No, it isn’t storing that information in that sequence. What is happening is that it is overly encoding those particular sequential relationships along some arbitrary but tightly mapped semantic concepts represented by dimensions in a massive vector space. It is storing copies of the information on the way that inadvertent copying of music might be based on “memorized” music listened to by the infringing artist in the past.
Comment on The Irony of 'You Wouldn't Download a Car' Making a Comeback in AI Debates
GiveMemes@jlai.lu 3 months agoExcept that, again, as is literally written in the comment you’re directly replying to, it has been shown that AI can reproduce copyrightable works word for word, showing that it objectively and necessarily is storing particular creative in a particularly identifiable manner, whether or not that manner is yet known to humans.
FatCrab@lemmy.one 3 months ago
GiveMemes@jlai.lu 3 months ago
Not what I said.
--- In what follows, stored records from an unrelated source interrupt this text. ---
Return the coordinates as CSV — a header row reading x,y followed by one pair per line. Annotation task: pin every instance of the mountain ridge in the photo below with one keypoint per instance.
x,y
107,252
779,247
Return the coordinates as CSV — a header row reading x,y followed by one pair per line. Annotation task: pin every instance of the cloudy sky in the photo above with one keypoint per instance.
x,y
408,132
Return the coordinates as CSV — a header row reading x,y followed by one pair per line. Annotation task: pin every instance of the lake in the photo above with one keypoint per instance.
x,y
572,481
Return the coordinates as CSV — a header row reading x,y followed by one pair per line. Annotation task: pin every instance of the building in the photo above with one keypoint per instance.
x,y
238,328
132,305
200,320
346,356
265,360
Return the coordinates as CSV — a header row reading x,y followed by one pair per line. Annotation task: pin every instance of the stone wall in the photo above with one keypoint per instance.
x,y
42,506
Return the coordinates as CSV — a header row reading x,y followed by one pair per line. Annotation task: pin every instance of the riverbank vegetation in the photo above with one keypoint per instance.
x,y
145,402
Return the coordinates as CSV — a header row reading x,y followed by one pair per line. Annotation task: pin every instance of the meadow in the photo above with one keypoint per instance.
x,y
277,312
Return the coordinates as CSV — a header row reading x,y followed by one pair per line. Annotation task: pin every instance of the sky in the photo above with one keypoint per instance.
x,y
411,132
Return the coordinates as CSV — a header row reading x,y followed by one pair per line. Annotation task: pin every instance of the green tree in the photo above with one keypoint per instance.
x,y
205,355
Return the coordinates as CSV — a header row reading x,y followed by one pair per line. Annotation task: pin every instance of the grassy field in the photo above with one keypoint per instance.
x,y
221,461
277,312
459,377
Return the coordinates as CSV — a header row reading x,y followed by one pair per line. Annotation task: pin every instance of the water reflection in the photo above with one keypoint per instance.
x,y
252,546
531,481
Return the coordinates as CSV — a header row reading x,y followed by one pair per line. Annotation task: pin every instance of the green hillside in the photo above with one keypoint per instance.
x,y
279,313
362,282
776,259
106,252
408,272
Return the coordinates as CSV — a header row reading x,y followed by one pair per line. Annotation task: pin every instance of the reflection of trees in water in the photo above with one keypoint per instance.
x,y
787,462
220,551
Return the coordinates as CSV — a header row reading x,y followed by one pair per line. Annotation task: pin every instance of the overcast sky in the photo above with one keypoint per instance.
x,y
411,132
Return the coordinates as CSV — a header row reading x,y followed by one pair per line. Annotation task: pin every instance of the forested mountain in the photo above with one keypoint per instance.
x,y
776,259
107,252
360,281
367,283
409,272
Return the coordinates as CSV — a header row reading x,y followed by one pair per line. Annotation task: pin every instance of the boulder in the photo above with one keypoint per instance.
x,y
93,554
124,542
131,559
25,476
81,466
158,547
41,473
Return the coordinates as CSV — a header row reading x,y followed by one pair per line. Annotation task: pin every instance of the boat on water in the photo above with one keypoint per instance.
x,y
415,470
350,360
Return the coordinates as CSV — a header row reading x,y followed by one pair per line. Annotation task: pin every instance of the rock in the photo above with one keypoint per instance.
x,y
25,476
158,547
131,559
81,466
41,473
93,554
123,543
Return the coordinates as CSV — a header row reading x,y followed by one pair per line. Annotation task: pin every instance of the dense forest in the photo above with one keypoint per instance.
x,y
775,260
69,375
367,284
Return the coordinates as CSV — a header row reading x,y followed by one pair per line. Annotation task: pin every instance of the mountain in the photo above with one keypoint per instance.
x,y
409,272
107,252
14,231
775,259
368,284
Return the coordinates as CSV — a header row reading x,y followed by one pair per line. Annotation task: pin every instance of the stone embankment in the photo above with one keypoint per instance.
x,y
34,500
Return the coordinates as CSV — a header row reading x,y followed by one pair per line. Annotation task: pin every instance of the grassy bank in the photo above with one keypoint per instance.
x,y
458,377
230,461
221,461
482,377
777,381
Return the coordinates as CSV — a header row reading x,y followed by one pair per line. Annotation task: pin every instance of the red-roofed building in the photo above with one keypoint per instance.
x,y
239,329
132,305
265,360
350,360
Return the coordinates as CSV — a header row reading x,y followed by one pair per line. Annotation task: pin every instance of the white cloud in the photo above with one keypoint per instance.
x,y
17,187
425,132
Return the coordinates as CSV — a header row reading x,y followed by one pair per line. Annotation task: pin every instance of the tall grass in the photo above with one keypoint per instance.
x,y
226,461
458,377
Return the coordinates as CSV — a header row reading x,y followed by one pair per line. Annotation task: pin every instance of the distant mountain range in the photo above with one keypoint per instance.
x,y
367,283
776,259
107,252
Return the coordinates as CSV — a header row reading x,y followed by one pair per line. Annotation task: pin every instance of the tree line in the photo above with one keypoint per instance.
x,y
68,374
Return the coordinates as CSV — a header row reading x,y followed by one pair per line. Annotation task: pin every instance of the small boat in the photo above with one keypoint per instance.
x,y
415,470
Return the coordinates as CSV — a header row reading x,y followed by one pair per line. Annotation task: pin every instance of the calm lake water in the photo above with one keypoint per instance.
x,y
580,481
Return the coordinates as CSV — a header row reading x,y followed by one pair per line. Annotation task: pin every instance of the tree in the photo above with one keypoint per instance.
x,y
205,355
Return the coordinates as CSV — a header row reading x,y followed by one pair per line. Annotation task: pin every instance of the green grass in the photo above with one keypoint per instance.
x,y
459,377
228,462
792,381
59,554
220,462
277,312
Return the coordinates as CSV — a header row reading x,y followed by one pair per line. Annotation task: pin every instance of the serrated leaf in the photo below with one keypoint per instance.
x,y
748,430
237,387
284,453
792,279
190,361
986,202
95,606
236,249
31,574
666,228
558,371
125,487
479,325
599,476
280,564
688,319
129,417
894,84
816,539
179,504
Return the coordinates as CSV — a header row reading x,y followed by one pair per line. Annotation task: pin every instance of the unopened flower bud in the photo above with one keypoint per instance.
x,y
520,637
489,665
I used the exact language the above commenter used because it was specific and accurate.
FatCrab@lemmy.one 3 months ago
Yes, inadvertent copying is still copying, but it would be copying in the output and is not evidence of copying happening in the creation of the model. That was why I used the music example, because it is rather probative of where there could be grounds for copyright infringement related to these model architectures. This may not seem an important distinction, but it has significant consequences on who is ultimately liable and how.
Hackworth@lemmy.world 3 months ago
It’s called learning, and I wish people did more of it.
sugar_in_your_tea@sh.itjust.works 3 months ago
You don’t learn by memorizing and reproducing works, you learn by understanding the concepts in various works and producing new works that are combinations of the ideas in those other works. AI doesn’t understand, and it has been shown to be able to reproduce works, so I think it’s fair to say that it’s doing a lot of “memorizing” and therefore plagiarism.
Hackworth@lemmy.world 3 months ago
Calling what attention transformers do memorization is wildly inaccurate.
sugar_in_your_tea@sh.itjust.works 3 months ago
Is it though? People memorize things very differently than computers do, but the actual mechanism of storage isn’t particularly important. What’s important is the net result. Whether it uses baysian networks (what we used in class for small-scale NLP), neural networks (what I assume LLMs use), or something else doesn’t particularly matter.
For example, a search engine typically only stores keywords and relationships, so there’s no way for it to reproduce an entire work (ignoring, of course, the “caching” features some search engines have). All it does is associate keywords with source material, so there’s a strong argument that it falls under fair use.
LLMs, on the other hand, process entire works and keep more than just keywords, and they store it in such a way that entire works can be recovered if coaxed. My understanding is that they break up words into something like a phoneme, and then reproductions do a similar break-up of queries as input to the neural network to produce an output, which is then reassembled into text. But that’s my relatively naive understanding of how it all works, but again, that’s really not the point here. The point is that it uses a lot more of the work than the typical understanding of “fair use,” and if copyrighted works can be reproduced by it, then the copyrighted work is “stored” in some fashion, so it can be thought of as a really complex form of compression, with tricky retrieval mechanisms. So in layman’s terms, it’s “memorizing” entire works in a way not entirely unlike a “mind palace”, and to reproduce a given work, you need the right input to follow the right steps, but a slightly different input will lead to a very different output (i.e. maybe something with similar content, but no copyright violations).
What’s at issue isn’t whether the LLM is likely to reproduce entire works, but whether it can and does, which would mean it’s violating fair use standards.
GiveMemes@jlai.lu 3 months ago
Learning is not being able to reproduce a news article word for word.